Back when I was a writer myself, one of the highlights of my career was my chance to do two big book tours of Germany, real life-changing experiences that forever altered the way I look at the arts; and one of the people who helped out the most during those tours was Dirk Huelstrunk, one of the founders of the Frankfurt Poetry Slam and the host of a local radio show dedicated to experimental projects. I had the luck to be able to return the favor when Dirk did his own book tour of the US in the early 2000s; and now he's coming back for his second tour, and has put together a new experimental book of his own to mark the occasion.
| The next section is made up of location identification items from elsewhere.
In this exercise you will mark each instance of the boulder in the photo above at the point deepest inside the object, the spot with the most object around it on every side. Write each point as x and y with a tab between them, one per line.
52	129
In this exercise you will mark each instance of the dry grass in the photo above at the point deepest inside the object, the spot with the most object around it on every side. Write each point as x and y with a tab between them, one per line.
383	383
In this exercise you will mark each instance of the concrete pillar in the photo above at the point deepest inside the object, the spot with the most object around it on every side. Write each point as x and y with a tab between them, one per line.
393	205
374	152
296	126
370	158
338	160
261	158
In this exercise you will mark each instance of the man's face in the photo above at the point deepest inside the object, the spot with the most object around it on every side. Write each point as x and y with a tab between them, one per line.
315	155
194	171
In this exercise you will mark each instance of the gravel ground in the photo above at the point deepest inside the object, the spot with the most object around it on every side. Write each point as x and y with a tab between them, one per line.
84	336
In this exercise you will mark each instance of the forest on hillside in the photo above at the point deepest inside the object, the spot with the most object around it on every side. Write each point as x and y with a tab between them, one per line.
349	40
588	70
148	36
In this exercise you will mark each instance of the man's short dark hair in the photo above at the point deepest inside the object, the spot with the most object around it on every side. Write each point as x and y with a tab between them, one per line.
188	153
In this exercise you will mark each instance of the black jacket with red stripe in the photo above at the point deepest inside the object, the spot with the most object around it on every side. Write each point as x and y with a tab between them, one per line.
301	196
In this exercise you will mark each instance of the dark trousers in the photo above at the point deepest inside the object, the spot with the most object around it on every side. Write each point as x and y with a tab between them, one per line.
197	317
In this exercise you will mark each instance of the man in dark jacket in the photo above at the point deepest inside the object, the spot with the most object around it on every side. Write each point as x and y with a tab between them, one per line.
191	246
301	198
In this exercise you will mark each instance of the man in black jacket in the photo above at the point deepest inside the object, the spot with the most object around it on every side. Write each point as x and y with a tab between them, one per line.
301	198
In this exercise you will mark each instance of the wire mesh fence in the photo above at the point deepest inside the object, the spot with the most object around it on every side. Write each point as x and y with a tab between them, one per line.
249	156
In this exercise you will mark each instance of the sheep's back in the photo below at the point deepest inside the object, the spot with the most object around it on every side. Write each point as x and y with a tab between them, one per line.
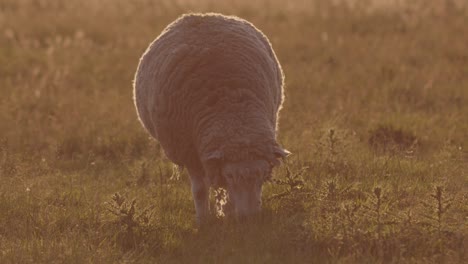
197	62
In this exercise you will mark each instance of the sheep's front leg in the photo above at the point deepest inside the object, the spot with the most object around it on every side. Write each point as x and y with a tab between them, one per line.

Named Antikörper (Antibodies in English), it contains both the German and English versions in the same publication (translations by Fred Bergmann), with the reader flipping the book either rightside-up or upside-down depending on which language they prefer; reflecting this playing-card layout, then, is a series of bizarre medical illustrations by Mainz artist BrandStiftung that go along with each piece, symmetrical in nature so that they look the same no matter which direction you hold the actual book.
The entire thing was put out by yet another Frankfurt friend of mine*, visual artist Kerstin Lichtblau, on her new small press Lichtblau Verlag ("Light Blue Publishing" -- and yes, "Light Blue" actually is her real last name); you can stop by the website for more details and ordering information, and of course Frankfurt residents can find the book around town at a series of locations and live events. Like I said, Dirk is just about to go on a major American tour this fall, and will be performing all over the US midwest; definitely check out his website for more, and I encourage you to check him out if he ends up performing in your town. It's a great little book by friends I admire very much, and I recommend picking up a copy if you ever have the chance.
*Why yes, I made a lot of artistic friends in Frankfurt during my two trips there in the early 2000s; and in fact, I found the city itself to be a real hotbed for the experimental arts, despite its reputation within Germany itself for being the home of bankers and other boring yuppies. If you ever find yourself in Germany and on the lookout for cities with great art scenes, I highly recommend stopping by Frankfurt for at least a short visit.